CTNet
Note: CTNet is an experimental proof of concept. Results are preliminary — all experiments use ImageNette2-320 on a single consumer GPU.
CTNet (Cosine Transform Network) compresses neural networks by reparameterizing convolutional layers into the Discrete Cosine Transform (DCT) domain and using H.265/HEVC video encoding as the compression backend. Instead of traditional pruning or fixed-bitwidth quantization, CTNet trains weights directly as DCT coefficients, regularized by a differentiable proxy of the H.265 bitrate cost. At export time, DCT coefficient maps are tiled into 2D frames and encoded as H.265 video streams.

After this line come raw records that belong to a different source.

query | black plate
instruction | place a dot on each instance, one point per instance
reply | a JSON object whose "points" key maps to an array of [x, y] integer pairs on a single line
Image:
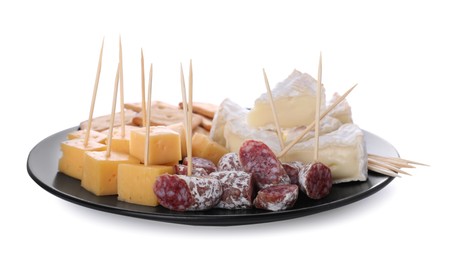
{"points": [[42, 167]]}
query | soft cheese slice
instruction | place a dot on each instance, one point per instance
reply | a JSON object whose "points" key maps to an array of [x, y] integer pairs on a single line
{"points": [[71, 162], [343, 151], [93, 135], [327, 125], [135, 182], [294, 99], [100, 171], [164, 145], [228, 110], [342, 111], [118, 143]]}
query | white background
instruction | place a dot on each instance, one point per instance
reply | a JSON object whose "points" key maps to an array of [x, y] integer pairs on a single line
{"points": [[397, 51]]}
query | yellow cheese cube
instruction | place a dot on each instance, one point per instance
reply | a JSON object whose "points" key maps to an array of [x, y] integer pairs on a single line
{"points": [[72, 160], [164, 145], [100, 172], [205, 147], [93, 136], [118, 143], [179, 128], [135, 182]]}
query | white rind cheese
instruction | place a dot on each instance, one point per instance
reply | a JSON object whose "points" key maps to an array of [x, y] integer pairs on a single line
{"points": [[228, 110], [343, 151], [342, 111], [327, 125], [294, 99]]}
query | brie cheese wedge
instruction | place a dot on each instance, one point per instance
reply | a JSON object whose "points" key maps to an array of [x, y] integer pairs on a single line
{"points": [[343, 151], [294, 99]]}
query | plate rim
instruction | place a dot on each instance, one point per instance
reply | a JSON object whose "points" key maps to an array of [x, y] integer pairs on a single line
{"points": [[206, 219]]}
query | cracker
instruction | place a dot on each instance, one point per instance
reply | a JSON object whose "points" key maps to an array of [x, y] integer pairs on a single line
{"points": [[205, 109], [102, 122]]}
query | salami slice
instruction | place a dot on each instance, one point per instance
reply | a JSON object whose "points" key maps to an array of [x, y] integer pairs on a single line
{"points": [[315, 180], [229, 162], [182, 169], [292, 169], [198, 162], [237, 189], [276, 198], [258, 159], [187, 193]]}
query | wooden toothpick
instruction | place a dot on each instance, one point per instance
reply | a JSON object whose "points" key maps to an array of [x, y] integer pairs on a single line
{"points": [[317, 116], [147, 124], [122, 110], [274, 111], [113, 112], [187, 122], [94, 96], [144, 109]]}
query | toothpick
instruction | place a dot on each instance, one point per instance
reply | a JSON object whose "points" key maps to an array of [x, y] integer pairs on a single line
{"points": [[399, 160], [189, 151], [113, 112], [338, 101], [386, 165], [274, 112], [187, 125], [122, 111], [144, 109], [147, 124], [317, 116], [94, 96], [383, 171]]}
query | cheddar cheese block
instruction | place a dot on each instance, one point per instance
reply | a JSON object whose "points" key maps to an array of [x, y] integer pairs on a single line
{"points": [[121, 143], [343, 151], [135, 182], [93, 135], [294, 99], [164, 145], [100, 171], [204, 147], [71, 162]]}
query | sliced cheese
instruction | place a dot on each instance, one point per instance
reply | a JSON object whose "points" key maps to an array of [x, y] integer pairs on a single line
{"points": [[71, 162], [135, 183], [93, 136], [164, 145], [205, 147], [327, 125], [228, 110], [179, 128], [294, 99], [342, 111], [343, 151], [100, 171], [118, 143]]}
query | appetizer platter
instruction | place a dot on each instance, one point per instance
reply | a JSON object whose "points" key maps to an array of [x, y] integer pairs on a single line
{"points": [[293, 154]]}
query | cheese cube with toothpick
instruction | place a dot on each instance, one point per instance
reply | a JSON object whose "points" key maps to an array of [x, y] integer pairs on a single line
{"points": [[164, 145], [135, 182], [121, 143], [71, 162], [100, 171], [205, 147]]}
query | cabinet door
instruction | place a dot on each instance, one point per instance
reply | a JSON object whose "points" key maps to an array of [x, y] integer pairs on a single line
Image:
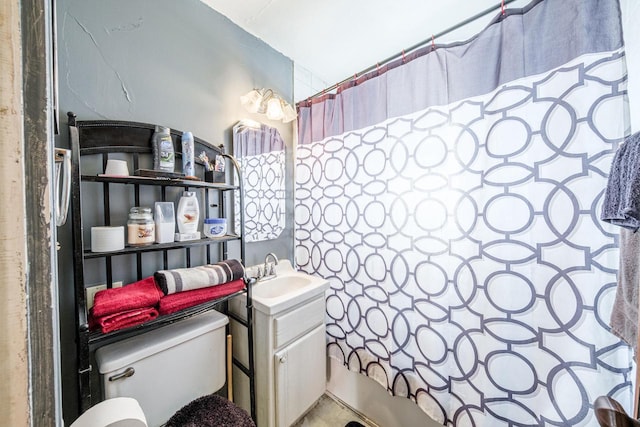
{"points": [[300, 376]]}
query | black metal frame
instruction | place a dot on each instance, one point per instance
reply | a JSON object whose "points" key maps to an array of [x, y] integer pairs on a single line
{"points": [[103, 137]]}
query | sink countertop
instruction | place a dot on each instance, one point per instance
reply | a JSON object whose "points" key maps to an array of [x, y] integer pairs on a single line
{"points": [[288, 289]]}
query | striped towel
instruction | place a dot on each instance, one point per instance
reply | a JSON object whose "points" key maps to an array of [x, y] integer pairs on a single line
{"points": [[187, 279]]}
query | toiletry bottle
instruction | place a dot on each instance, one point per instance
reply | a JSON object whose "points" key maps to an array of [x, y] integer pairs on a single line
{"points": [[188, 214], [163, 154], [187, 154]]}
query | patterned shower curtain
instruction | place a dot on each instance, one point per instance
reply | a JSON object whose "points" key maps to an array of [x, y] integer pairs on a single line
{"points": [[260, 151], [452, 201]]}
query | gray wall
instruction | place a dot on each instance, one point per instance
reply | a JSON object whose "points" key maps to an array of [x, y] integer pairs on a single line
{"points": [[174, 63]]}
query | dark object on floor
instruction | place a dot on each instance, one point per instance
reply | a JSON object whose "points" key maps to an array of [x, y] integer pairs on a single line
{"points": [[211, 411], [611, 414]]}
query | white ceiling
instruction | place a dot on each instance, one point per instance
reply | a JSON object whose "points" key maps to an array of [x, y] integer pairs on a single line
{"points": [[334, 39]]}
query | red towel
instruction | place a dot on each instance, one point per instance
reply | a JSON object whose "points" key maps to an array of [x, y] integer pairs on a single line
{"points": [[121, 320], [181, 300], [142, 294]]}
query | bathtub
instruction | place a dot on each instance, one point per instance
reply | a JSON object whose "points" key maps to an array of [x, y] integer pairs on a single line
{"points": [[373, 402]]}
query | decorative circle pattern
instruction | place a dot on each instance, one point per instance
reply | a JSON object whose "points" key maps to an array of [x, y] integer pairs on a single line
{"points": [[468, 269], [263, 180]]}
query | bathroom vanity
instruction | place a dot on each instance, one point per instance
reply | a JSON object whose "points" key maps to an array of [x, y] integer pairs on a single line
{"points": [[289, 345]]}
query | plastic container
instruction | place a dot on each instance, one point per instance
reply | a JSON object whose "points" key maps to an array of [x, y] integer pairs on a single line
{"points": [[187, 154], [141, 230], [163, 153], [188, 215], [165, 220], [215, 227]]}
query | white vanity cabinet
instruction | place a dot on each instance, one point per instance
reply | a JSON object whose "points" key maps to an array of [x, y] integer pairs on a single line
{"points": [[290, 355]]}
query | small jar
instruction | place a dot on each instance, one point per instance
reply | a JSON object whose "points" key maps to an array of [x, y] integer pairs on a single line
{"points": [[141, 230], [215, 227]]}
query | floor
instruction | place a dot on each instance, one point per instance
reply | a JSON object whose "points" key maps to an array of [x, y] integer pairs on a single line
{"points": [[328, 412]]}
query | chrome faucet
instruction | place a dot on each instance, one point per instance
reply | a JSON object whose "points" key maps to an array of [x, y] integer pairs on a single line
{"points": [[270, 269]]}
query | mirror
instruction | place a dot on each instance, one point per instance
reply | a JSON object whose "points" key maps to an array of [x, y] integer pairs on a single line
{"points": [[259, 149]]}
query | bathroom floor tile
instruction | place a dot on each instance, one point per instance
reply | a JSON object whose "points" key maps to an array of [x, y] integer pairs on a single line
{"points": [[328, 412]]}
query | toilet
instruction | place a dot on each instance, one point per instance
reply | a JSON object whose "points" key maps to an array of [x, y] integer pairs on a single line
{"points": [[166, 368]]}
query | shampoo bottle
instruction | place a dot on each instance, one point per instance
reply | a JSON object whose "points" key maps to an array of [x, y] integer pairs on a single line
{"points": [[163, 154], [188, 214], [187, 154]]}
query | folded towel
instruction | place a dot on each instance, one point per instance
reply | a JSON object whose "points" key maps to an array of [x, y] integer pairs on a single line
{"points": [[121, 320], [141, 294], [621, 204], [624, 316], [187, 279], [181, 300]]}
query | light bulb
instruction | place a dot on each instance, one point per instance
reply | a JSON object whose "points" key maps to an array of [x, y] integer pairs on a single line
{"points": [[274, 109], [251, 101]]}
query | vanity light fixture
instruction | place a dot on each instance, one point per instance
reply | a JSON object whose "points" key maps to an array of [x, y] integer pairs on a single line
{"points": [[265, 101]]}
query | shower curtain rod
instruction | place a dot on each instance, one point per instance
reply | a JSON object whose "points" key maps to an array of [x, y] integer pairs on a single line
{"points": [[416, 46]]}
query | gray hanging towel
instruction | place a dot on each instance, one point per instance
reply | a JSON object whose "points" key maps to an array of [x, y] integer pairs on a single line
{"points": [[621, 205], [624, 316]]}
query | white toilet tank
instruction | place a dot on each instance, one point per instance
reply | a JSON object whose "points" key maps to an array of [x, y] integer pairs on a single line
{"points": [[167, 368]]}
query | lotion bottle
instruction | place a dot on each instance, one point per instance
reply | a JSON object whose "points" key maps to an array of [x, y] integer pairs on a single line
{"points": [[163, 153], [187, 154], [188, 214]]}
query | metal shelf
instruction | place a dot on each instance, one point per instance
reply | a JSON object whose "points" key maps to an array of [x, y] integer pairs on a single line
{"points": [[163, 182], [155, 247], [105, 137]]}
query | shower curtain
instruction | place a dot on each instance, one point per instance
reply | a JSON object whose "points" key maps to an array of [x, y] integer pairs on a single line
{"points": [[260, 152], [452, 197]]}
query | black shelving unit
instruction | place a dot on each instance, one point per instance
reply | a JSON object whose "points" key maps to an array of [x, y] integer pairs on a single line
{"points": [[132, 139]]}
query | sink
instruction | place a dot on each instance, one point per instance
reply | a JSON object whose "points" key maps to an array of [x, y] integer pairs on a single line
{"points": [[280, 286], [288, 289]]}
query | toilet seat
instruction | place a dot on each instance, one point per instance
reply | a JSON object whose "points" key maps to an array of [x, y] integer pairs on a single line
{"points": [[116, 412]]}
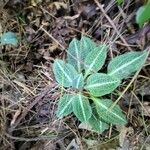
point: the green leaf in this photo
(95, 59)
(78, 82)
(110, 115)
(122, 66)
(64, 73)
(64, 105)
(86, 46)
(96, 123)
(100, 84)
(9, 38)
(143, 14)
(82, 108)
(74, 55)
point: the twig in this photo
(37, 99)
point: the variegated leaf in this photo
(100, 84)
(95, 59)
(81, 108)
(65, 105)
(123, 65)
(112, 115)
(64, 73)
(78, 82)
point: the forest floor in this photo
(29, 92)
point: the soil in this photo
(29, 92)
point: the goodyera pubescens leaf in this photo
(100, 84)
(81, 107)
(9, 38)
(65, 105)
(64, 73)
(95, 59)
(143, 14)
(86, 58)
(122, 66)
(112, 115)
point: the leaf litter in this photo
(27, 89)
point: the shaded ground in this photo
(28, 92)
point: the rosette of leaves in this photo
(80, 72)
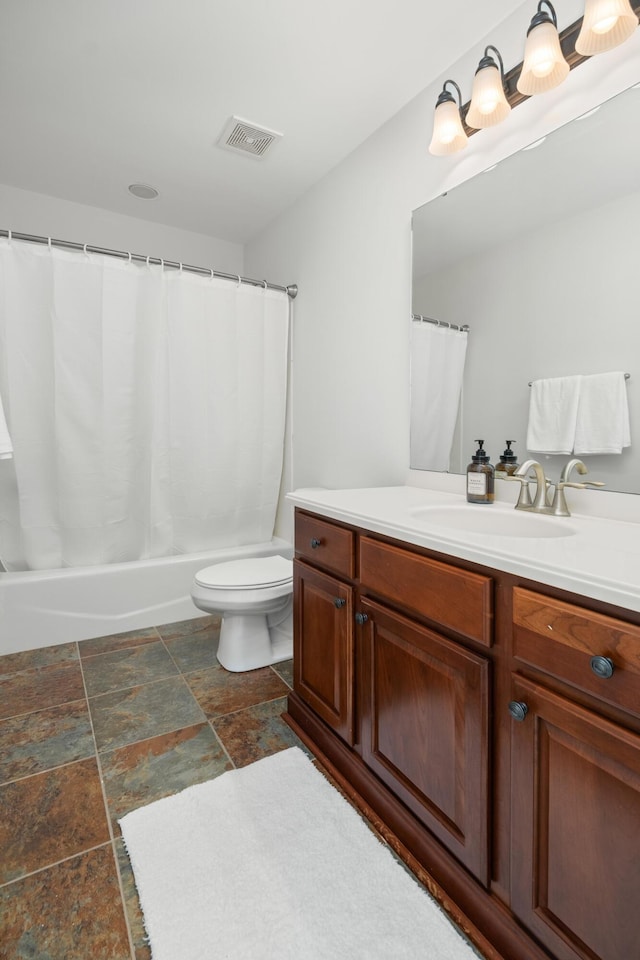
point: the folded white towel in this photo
(553, 409)
(6, 447)
(602, 424)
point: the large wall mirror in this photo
(540, 257)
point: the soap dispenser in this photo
(508, 463)
(480, 477)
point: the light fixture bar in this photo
(568, 39)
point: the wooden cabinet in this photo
(425, 729)
(323, 661)
(492, 726)
(323, 635)
(574, 826)
(575, 798)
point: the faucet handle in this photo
(524, 497)
(583, 485)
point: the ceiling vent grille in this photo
(247, 138)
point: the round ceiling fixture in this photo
(143, 191)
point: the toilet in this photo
(254, 596)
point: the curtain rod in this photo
(291, 290)
(627, 376)
(440, 323)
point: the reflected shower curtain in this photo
(146, 408)
(437, 366)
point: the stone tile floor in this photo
(89, 731)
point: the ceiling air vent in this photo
(247, 138)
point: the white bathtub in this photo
(40, 608)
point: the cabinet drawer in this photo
(562, 638)
(325, 544)
(453, 598)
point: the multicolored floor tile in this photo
(42, 820)
(256, 732)
(34, 742)
(127, 668)
(71, 910)
(43, 687)
(219, 692)
(146, 771)
(141, 712)
(90, 731)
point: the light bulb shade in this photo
(448, 133)
(489, 104)
(605, 25)
(544, 65)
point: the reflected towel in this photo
(553, 410)
(602, 424)
(6, 447)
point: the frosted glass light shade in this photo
(448, 133)
(605, 25)
(544, 65)
(489, 104)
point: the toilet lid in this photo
(248, 572)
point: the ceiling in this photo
(96, 96)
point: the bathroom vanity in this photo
(478, 694)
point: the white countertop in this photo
(599, 559)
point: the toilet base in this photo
(247, 643)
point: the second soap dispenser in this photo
(480, 477)
(508, 462)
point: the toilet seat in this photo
(254, 597)
(251, 573)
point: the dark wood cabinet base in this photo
(483, 918)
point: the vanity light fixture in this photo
(489, 104)
(544, 65)
(606, 24)
(448, 133)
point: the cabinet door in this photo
(323, 646)
(575, 828)
(425, 729)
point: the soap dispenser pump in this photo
(508, 462)
(480, 477)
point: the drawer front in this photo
(325, 544)
(562, 639)
(454, 598)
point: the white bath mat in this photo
(271, 863)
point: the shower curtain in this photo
(146, 408)
(437, 366)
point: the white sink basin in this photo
(489, 520)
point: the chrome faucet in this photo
(559, 506)
(540, 503)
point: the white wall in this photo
(36, 213)
(347, 244)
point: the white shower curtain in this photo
(146, 408)
(437, 366)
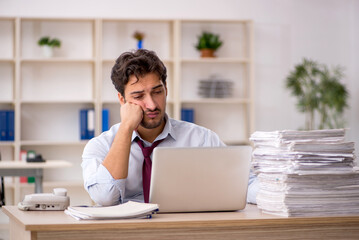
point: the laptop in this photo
(200, 179)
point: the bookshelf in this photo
(47, 93)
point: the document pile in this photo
(306, 173)
(129, 209)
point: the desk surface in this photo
(22, 165)
(251, 216)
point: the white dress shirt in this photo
(105, 190)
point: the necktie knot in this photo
(147, 165)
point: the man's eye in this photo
(138, 97)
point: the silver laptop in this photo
(200, 179)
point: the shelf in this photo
(7, 60)
(57, 60)
(217, 101)
(58, 101)
(53, 143)
(215, 60)
(54, 184)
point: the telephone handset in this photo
(58, 200)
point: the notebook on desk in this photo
(200, 179)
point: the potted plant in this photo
(208, 43)
(139, 36)
(319, 93)
(48, 45)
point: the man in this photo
(113, 164)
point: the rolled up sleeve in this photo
(103, 189)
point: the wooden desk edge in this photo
(162, 223)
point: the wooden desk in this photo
(247, 224)
(17, 168)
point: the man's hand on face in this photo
(131, 115)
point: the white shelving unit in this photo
(47, 93)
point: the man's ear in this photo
(121, 98)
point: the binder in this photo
(10, 125)
(105, 119)
(3, 126)
(90, 123)
(187, 114)
(83, 124)
(23, 155)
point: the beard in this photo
(153, 123)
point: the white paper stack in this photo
(306, 173)
(129, 209)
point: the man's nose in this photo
(150, 103)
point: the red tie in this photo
(147, 165)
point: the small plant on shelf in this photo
(48, 45)
(319, 93)
(208, 43)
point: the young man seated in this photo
(116, 165)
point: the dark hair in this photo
(138, 63)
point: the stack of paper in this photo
(306, 173)
(129, 209)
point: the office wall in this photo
(285, 32)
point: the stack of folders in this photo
(306, 173)
(127, 210)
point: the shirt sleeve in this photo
(103, 189)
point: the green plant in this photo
(319, 92)
(49, 42)
(208, 40)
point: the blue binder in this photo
(105, 119)
(187, 114)
(3, 126)
(83, 124)
(10, 125)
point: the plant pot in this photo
(207, 52)
(47, 51)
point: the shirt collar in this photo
(167, 131)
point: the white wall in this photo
(285, 32)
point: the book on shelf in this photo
(23, 156)
(87, 122)
(126, 210)
(187, 114)
(306, 173)
(105, 119)
(7, 125)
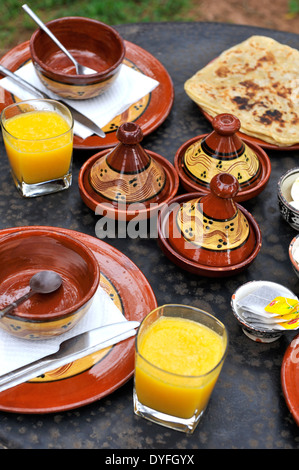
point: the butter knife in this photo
(76, 114)
(70, 350)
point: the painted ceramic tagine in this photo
(222, 151)
(210, 234)
(128, 180)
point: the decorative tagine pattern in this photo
(222, 151)
(211, 229)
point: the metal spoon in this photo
(43, 282)
(80, 69)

Co-authored with Stylianos Iordanis.
CTNet-18 (ResNet-18 based) achieves 92.31% Top-1 on ImageNette2-320 with a total compressed model size of 4.5 MB — a 10.2x total compression from the original 44.6 MB, with DCT layers alone compressing 25-37x. Accuracy is only ~4% below the uncompressed baseline.
Key ideas
- DCT-domain parameterization: convolutional weights are learned directly as DCT coefficients, with spatial weights materialized via IDCT at each forward pass
- Differentiable H.265 rate proxy: a training-time regularizer that approximates H.265 bitrate cost, modeling significance maps, level coding, and zig-zag scan order — the same components HEVC uses internally
- Video codec export: DCT coefficient maps are reshaped into 2D images, normalized per-frame, and encoded as H.265 video streams — decoding is a single ffmpeg call
No custom entropy coder needed. Leverages decades of video codec optimization with hardware-accelerated H.265 decoding available on virtually every modern device.